When Jim graduated in 1940 he went to Billings Polytechnic College, while Frances still had two years of high school to complete. Early in Jim’s college career, the Japanese bombed Pearl Harbor. Jim’s brother, Jack, enlisted right away, but Jim finished that year of college and then enlisted in the Army Air Corps. The childhood eye injury kept him from becoming a military pilot – instead, he was sent to Chicago for training in a new technology called radar. While he was there, he asked Frances to come to see him before he was shipped to England.
Frances, then 18 years old, bought a train ticket from Roundup, Mont., to Chicago. When they finally saw each other, they decided to get married right then, instead of waiting until he came back from the war. However, when they applied for the license, they found they had to get permission for Jim to marry because he was only 20. After a call to the Petroleum County Courthouse and a conversation with Jim’s dad, permission was granted.

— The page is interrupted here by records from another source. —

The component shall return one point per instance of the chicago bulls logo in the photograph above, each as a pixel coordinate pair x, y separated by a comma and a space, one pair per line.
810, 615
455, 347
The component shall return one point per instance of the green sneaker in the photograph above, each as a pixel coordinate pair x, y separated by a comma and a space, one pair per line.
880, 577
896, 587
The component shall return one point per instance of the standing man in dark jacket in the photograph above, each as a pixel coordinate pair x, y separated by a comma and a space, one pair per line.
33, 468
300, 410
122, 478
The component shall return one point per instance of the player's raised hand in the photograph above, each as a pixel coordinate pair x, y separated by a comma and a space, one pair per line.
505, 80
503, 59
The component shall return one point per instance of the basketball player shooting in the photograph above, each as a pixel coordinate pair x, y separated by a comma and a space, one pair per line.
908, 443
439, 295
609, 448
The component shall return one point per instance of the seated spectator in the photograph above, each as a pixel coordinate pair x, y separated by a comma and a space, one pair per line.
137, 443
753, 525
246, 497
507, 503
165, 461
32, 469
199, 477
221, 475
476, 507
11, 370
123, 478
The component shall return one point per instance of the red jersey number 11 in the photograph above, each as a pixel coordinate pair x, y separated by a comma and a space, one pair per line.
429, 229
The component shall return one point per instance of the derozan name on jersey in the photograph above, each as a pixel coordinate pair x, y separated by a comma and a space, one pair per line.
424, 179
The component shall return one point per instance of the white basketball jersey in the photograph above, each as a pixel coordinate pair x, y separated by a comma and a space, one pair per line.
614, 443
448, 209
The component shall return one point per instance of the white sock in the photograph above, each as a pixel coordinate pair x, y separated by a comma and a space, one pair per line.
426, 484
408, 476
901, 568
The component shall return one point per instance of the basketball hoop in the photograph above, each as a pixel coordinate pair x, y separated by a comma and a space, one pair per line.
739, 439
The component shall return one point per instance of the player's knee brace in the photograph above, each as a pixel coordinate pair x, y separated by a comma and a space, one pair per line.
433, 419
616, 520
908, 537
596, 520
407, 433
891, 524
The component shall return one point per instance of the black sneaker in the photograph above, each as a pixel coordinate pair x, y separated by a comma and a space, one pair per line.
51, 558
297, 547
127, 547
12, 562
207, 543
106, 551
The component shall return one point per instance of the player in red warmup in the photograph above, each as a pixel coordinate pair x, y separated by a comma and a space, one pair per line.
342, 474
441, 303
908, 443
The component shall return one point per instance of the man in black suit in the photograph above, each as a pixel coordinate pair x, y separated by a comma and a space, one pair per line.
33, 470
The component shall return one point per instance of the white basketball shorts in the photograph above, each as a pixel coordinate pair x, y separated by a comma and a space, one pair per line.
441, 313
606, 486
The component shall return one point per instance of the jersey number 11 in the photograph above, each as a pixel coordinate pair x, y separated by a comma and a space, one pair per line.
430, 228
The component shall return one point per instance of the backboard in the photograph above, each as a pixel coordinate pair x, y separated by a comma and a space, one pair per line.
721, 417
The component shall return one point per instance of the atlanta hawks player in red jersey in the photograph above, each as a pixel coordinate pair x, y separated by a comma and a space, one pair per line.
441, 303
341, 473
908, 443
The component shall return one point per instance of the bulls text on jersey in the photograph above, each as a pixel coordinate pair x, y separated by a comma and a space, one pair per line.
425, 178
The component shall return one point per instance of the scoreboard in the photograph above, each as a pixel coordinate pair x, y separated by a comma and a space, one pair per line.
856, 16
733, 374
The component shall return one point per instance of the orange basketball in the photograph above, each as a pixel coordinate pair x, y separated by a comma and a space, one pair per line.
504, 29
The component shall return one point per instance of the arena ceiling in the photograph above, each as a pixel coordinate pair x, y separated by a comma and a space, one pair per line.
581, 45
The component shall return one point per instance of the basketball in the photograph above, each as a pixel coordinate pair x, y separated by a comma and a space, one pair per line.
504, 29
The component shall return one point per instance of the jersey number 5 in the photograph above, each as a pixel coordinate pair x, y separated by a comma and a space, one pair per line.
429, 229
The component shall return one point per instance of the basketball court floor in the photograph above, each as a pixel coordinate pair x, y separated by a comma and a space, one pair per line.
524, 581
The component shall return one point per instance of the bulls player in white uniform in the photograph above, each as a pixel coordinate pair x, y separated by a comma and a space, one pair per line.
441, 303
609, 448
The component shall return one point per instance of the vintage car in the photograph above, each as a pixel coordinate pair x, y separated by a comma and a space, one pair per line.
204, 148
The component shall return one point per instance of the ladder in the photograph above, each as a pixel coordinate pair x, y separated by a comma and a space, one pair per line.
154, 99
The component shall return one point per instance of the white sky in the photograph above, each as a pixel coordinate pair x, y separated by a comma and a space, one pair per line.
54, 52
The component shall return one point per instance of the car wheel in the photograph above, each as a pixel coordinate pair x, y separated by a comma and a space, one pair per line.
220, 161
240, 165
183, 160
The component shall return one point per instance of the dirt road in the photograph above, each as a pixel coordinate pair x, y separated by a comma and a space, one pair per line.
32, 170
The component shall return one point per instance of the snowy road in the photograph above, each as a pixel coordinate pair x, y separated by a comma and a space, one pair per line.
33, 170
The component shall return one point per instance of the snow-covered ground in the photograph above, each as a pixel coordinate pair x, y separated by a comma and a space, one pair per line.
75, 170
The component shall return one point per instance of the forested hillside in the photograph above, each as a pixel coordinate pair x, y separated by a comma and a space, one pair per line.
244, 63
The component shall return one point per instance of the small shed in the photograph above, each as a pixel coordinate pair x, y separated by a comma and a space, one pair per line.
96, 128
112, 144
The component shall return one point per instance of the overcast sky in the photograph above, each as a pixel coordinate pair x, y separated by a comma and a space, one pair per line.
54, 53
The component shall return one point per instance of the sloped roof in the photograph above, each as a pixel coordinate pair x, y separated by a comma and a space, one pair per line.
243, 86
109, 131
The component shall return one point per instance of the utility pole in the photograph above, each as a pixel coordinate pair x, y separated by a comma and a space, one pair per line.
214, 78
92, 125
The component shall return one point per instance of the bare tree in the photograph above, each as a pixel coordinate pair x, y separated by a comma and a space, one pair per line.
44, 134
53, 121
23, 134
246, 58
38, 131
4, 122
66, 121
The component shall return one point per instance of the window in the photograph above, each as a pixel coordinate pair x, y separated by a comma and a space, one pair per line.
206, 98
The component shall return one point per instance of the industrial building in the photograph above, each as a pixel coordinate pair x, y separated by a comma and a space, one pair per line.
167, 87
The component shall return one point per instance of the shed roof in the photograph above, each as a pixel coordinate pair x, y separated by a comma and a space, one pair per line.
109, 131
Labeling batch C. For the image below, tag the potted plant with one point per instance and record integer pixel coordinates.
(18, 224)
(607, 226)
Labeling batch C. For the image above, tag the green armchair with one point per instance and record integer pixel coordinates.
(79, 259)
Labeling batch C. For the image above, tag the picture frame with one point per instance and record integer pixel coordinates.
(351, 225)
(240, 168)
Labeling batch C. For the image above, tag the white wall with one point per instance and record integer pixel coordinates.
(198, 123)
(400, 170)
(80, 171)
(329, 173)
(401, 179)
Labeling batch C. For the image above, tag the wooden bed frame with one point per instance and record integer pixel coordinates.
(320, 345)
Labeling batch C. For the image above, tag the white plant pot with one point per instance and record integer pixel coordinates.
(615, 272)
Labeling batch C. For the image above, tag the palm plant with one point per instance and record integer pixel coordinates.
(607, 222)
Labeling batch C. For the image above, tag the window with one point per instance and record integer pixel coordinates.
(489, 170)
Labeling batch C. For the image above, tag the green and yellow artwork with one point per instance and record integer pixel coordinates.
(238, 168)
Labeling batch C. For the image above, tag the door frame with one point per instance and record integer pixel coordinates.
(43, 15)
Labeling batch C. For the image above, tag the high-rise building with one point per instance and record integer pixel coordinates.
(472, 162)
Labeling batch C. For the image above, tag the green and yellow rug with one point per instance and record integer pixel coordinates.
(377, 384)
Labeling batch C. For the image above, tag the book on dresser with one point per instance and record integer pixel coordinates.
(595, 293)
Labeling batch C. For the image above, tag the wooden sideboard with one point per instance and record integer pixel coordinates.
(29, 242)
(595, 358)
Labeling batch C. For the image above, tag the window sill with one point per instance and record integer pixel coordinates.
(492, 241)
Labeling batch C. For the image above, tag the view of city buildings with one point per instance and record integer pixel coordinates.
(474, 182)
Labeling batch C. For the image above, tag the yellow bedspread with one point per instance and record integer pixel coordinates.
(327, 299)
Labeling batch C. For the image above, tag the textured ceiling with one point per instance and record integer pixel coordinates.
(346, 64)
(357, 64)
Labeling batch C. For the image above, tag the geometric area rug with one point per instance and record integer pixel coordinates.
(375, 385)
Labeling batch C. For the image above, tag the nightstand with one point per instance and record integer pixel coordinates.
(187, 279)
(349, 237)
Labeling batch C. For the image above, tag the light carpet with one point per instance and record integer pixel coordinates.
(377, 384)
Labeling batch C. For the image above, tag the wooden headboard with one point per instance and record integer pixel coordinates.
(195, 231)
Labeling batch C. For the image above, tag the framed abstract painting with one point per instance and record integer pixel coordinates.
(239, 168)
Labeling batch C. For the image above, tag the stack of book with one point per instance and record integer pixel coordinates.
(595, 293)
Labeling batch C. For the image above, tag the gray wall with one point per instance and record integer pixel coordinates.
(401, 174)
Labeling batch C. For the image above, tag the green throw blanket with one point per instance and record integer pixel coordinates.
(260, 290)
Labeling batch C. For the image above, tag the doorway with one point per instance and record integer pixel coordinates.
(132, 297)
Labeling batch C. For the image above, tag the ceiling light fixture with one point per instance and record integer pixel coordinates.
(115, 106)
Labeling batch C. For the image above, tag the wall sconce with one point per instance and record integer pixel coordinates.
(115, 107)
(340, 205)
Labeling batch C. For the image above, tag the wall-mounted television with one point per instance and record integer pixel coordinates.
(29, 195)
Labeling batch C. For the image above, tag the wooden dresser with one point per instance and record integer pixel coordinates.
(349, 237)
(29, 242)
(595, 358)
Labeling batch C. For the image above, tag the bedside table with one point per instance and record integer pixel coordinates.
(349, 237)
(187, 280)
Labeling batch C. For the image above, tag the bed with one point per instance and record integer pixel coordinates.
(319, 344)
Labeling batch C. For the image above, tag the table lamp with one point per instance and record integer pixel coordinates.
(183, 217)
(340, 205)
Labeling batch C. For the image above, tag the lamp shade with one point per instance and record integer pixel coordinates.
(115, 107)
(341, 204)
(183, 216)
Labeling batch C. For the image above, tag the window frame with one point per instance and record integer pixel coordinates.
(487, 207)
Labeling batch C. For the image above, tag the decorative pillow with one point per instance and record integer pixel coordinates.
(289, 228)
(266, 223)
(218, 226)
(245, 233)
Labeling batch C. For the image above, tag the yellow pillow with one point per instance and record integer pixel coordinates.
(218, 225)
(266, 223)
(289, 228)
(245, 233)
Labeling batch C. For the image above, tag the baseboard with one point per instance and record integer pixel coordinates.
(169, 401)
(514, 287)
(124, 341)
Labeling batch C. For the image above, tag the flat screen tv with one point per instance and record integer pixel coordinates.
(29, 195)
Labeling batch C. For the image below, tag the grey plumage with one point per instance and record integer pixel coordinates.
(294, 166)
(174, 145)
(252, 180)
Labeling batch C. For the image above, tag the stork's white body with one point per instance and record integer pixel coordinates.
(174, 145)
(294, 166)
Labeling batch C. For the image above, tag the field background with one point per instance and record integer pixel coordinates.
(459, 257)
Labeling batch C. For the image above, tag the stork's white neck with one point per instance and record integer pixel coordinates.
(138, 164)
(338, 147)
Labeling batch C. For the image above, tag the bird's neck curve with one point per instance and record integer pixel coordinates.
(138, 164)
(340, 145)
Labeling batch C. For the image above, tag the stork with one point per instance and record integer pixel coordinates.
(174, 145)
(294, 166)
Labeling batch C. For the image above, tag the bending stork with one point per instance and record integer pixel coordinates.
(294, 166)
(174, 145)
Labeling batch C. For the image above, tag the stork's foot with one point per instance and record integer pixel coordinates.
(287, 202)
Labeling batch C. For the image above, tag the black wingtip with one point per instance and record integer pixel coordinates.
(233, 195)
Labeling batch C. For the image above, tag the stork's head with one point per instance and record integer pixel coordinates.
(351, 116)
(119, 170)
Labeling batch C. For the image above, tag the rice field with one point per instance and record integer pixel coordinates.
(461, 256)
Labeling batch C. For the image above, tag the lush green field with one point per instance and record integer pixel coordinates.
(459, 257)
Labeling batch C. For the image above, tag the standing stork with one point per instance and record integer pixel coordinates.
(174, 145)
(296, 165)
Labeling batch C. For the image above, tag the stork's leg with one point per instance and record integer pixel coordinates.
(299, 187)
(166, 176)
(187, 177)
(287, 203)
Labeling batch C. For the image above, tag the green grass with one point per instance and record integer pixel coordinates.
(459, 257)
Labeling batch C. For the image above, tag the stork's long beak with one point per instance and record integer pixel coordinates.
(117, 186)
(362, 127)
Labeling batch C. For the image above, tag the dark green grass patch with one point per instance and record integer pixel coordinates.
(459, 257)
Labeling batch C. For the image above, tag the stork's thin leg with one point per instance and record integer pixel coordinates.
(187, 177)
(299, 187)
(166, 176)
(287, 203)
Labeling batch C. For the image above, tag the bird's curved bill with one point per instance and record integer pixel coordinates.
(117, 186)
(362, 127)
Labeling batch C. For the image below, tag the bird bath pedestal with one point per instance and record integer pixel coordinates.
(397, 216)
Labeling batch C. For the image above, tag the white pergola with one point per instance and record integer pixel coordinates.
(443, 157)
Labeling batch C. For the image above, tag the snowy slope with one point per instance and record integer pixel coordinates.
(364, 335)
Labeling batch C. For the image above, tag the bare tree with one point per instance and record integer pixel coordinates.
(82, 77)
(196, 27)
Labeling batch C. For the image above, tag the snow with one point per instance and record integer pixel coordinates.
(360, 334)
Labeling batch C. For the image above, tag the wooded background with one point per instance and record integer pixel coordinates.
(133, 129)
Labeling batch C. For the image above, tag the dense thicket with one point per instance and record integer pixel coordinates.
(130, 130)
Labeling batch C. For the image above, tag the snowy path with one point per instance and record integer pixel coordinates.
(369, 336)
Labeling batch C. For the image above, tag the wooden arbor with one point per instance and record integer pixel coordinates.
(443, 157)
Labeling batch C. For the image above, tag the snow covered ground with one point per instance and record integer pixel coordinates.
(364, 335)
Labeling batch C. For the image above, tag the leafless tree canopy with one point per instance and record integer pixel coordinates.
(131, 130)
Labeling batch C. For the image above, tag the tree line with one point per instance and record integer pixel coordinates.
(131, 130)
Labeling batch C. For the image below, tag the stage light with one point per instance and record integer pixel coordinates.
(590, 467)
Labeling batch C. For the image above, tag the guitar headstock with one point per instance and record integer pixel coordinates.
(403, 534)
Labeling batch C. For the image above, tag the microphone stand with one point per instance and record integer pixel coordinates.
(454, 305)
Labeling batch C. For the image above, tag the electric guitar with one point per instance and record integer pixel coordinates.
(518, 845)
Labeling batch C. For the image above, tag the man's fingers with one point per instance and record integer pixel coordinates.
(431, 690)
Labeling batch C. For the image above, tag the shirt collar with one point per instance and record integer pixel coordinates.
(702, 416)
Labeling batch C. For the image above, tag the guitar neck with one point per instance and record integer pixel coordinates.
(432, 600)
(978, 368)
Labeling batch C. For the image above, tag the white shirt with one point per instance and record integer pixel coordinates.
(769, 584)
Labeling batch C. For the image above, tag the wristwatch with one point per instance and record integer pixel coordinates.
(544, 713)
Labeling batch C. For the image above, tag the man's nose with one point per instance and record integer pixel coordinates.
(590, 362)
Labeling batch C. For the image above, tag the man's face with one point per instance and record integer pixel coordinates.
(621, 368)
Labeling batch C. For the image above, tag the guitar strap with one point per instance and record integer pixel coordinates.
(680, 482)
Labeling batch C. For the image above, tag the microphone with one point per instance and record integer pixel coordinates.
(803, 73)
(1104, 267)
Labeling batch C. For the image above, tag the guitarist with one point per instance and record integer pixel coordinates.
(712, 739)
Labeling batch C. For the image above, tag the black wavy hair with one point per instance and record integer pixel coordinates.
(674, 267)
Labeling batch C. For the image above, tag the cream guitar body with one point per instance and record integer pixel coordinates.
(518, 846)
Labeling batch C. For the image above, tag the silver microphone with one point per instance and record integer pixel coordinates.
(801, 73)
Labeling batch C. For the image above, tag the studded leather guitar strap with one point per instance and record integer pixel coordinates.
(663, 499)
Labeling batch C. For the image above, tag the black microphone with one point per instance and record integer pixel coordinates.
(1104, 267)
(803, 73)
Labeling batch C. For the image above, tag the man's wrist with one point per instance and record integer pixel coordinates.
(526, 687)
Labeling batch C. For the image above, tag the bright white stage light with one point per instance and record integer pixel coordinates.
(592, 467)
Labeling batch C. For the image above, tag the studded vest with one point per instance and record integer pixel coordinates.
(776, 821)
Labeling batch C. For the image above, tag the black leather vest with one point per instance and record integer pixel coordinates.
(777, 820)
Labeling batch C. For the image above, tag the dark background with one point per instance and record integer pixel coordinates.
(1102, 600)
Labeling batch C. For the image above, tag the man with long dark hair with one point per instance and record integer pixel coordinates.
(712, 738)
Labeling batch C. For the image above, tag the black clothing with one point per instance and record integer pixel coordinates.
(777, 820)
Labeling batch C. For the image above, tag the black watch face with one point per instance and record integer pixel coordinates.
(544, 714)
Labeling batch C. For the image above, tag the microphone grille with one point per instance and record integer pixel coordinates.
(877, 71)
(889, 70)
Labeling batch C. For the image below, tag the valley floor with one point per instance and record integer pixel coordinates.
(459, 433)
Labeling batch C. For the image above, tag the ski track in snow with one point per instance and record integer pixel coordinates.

The proper papers were sent by mail, but they were allowed to proceed with the wedding. They were the first couple to be married in the chapel of the Stevens Hotel, which had been turned into a barracks for the soldiers training in Chicago.
Frances waited two long years in Winnett for her new husband to return to Montana. Jim was assigned to the 544th Bombardment Squadron of the 384th Bombardment Group. He was stationed at Grafton Underwood Airfield in England, where his job was to install radar in B-17 bombers.
Jim and his brother both returned to Montana after the war. They opened a cabinet shop in Hamilton in the Bitterroot Valley and began their families, but the business couldn’t support two families, so Jim moved on to Hungry Horse, Mont., where he worked as a carpenter on a government dam. After that he worked in the oil fields as a “mud man.” He and Frances moved many times throughout Montana, Wyoming, North Dakota and South Dakota.
Later his company promoted him to sales, gave him a warehouse to manage in Williston, N.D., and for the next 54 years the family remained in Williston. They raised seven children, a girl and six boys, and have 29 grandchildren and 20 great-grandchildren.
Jim never got to be a pilot in the military, but later in life he did buy a plane for his business. His sons learned to fly so that they could take Jim up to co-pilot the plane.
Jim’s oldest son and his son-in-law served in the Army. His youngest son served as an F-16 pilot in the Air Force. One grandson served in the Army as a helicopter pilot until he was medically discharged, and two of his grandsons are presently serving as pilots in the Air Force.
Jim joined the American Legion while he was in the Army Reserves in Hamilton, Mont. He is a lifetime member.
In February, Jim and Frances finally returned to live in Montana. Jim turned 90 and Fran is 88. They moved to the eastern Montana Veterans Home in Glendive, where they celebrated 70 years of marriage March 13, 2013. They still play music together and often entertain the other residents.